E no número 70 encontramos os estatutos da aula noturna a ser instalada na redação do jornal.

Estatutos da aula noturna.

Eis o programa para a escola noturna do <ASTERÓIDE>.

Artigo 1º. O ensino constará de primeiras letras e das matérias concernentes a língua portuguesa.

Artigo 2º. Aritmética e sistema métrico decimal.

Artigo 3º. As aulas serão frequentadas por alunos do sexo masculino da idade de 8 anos em diante. As aulas funcionarão das 7 às 9:00 da noite, nos dias úteis.

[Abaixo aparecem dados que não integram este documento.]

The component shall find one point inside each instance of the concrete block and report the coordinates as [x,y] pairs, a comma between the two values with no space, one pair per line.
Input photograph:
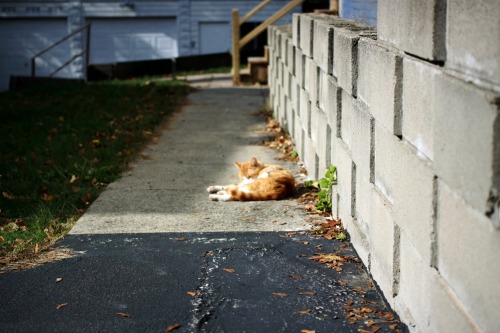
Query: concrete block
[379,82]
[342,159]
[306,34]
[473,47]
[311,79]
[346,118]
[296,29]
[468,256]
[385,148]
[413,286]
[288,115]
[314,123]
[321,142]
[284,48]
[446,312]
[345,53]
[327,95]
[418,105]
[466,142]
[297,136]
[295,94]
[291,56]
[305,112]
[361,139]
[310,158]
[322,52]
[382,242]
[283,98]
[361,202]
[407,182]
[299,67]
[270,36]
[416,27]
[359,240]
[287,78]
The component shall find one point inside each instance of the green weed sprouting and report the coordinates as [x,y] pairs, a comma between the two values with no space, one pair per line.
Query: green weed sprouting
[324,185]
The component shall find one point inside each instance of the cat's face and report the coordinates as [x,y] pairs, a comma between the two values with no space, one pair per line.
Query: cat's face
[249,169]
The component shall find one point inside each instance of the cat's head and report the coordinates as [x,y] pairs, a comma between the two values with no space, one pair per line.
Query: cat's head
[249,169]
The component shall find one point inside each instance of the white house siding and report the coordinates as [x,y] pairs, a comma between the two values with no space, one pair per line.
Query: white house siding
[22,38]
[146,30]
[119,40]
[218,12]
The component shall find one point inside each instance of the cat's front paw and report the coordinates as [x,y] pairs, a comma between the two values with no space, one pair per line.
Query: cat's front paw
[214,189]
[220,196]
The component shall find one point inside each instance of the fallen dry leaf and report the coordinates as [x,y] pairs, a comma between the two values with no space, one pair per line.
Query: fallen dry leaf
[327,258]
[360,289]
[173,327]
[8,195]
[47,197]
[375,329]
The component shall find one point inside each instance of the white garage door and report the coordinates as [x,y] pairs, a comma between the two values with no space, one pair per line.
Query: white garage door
[215,37]
[20,39]
[115,40]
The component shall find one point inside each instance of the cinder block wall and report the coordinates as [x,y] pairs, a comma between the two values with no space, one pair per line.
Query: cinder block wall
[410,117]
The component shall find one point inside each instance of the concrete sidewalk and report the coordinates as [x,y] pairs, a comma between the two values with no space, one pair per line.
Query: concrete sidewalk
[166,190]
[154,254]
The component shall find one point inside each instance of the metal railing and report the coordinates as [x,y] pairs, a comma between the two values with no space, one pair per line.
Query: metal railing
[85,52]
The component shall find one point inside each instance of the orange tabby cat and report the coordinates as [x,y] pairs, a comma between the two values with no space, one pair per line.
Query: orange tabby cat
[259,182]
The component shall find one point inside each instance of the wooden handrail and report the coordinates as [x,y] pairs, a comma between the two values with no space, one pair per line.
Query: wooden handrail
[254,11]
[238,44]
[263,26]
[85,51]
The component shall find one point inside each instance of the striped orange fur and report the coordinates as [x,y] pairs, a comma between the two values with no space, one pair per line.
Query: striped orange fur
[259,181]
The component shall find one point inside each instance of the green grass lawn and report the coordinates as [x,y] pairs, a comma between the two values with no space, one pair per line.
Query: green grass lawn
[61,145]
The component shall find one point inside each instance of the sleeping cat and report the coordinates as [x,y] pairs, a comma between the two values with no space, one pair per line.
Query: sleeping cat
[259,182]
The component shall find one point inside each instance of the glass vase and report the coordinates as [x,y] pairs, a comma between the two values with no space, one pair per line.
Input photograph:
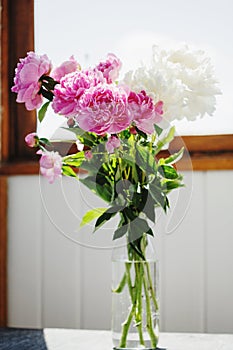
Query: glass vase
[135,302]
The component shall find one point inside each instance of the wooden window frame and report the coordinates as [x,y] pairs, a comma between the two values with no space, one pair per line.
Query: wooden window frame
[212,152]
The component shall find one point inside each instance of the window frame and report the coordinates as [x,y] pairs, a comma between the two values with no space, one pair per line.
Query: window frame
[212,152]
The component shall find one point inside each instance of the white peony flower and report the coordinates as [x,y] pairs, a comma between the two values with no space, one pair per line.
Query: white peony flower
[183,79]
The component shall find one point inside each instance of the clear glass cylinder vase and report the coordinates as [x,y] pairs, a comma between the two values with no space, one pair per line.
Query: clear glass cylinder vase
[135,299]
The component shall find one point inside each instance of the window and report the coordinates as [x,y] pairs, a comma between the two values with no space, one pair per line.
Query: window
[17,37]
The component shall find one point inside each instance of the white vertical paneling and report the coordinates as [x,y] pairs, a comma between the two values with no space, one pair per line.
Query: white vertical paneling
[61,256]
[182,258]
[219,248]
[96,289]
[24,252]
[54,280]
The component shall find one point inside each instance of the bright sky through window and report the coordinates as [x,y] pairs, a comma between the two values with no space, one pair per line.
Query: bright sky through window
[89,30]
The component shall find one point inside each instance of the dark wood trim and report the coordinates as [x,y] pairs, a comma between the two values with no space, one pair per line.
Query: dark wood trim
[210,152]
[17,38]
[3,251]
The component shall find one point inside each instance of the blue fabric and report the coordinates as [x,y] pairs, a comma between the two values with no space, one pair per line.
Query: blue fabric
[22,339]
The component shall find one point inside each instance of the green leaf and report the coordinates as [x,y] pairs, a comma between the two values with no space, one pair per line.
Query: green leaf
[91,215]
[173,158]
[68,171]
[145,159]
[167,139]
[168,172]
[158,129]
[158,195]
[120,232]
[107,215]
[141,133]
[149,208]
[137,228]
[169,185]
[75,159]
[42,111]
[45,141]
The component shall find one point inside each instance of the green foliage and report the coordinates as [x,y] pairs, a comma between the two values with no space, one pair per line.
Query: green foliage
[91,215]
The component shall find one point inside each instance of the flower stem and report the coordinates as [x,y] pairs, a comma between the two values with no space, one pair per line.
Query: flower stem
[149,325]
[138,313]
[151,287]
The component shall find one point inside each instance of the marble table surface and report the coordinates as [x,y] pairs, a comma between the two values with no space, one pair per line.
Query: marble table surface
[68,339]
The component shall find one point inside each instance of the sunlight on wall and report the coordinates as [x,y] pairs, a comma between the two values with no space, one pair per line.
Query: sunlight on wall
[89,30]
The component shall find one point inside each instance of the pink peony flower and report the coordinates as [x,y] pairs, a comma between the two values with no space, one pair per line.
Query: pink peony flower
[72,86]
[32,139]
[26,81]
[112,143]
[65,68]
[88,155]
[50,165]
[103,109]
[145,113]
[110,68]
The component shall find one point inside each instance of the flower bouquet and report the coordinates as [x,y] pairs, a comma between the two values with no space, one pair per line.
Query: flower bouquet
[119,128]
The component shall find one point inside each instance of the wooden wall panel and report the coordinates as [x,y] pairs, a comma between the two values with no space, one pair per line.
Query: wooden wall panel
[3,251]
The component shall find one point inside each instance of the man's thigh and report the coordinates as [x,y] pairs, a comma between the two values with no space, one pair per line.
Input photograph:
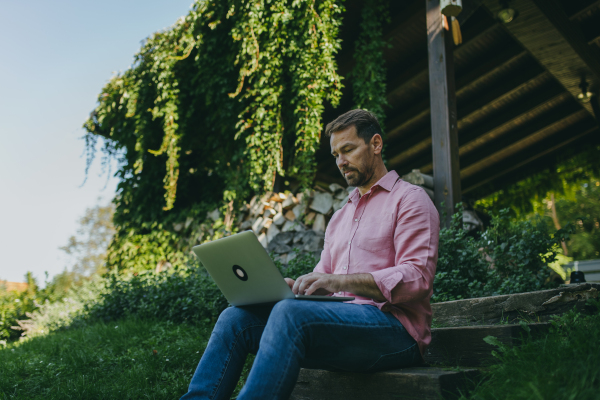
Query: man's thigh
[348,337]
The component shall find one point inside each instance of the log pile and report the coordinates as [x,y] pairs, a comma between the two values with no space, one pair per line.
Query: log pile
[285,221]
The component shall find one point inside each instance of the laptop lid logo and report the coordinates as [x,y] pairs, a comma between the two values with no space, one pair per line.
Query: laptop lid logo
[240,273]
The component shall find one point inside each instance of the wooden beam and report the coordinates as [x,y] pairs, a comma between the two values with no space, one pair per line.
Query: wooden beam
[534,162]
[556,42]
[414,80]
[523,143]
[444,129]
[511,125]
[584,10]
[513,86]
[547,113]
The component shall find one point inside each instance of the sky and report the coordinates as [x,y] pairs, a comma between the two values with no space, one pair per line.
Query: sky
[55,57]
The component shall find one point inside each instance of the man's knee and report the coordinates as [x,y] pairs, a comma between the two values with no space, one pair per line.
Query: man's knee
[289,313]
[231,317]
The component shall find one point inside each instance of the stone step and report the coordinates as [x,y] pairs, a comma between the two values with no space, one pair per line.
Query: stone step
[465,346]
[536,306]
[418,383]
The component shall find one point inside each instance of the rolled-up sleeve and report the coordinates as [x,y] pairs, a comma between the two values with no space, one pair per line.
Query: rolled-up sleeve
[416,237]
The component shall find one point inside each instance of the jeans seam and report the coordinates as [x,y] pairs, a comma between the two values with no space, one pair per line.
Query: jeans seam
[229,358]
[278,386]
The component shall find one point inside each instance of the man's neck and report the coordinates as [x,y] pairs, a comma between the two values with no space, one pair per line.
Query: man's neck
[380,172]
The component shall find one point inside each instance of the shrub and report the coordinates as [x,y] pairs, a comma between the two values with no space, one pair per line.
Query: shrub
[510,257]
[184,294]
[53,315]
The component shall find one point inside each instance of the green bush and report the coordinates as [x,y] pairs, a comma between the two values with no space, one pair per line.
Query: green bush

Artigo 4º As aulas funcionarão das 7 às 9 horas da noite, nos dias úteis.

Artigo 5º. Para admissão dos alunos precederá uma matrícula, que constará do seguinte: idade, estado, nacionalidade, profissão e residência.

§ 1º. Os menores de 8 a 15 anos serão admitidos a pedido por escrito ou verbal de seus pais ou tutores, sendo na sua apresentação por eles acompanhados.

§ 2º. Um regimento interno estabelecerá as obrigações disciplinares.

§ 3º. Cada aluno, no ato de sua matrícula, pagará [?], e semanalmente contribuirá com 120 rs. para as despesas da aula, como sejam: luz. água e asseio do estabelecimento escolar.

Artigo 6º. Quando os fundos da caixa permitirem, ou a filantropia de pessoas habilitadas, se queiram prestar a ensinar outras matérias como sejam: francez, desenho, geografia, etc. será oportunamente anunciado por este jornal, o novo programa.

§ Unico. As aulas abrir-se-ão no dia primeiro de julho vindouro, estando as matrículas abertas desde já.

Fonte: Jornal O ASTERÓIDE, N 70, Cachoeira-Bahia, 6 de junho de 1888.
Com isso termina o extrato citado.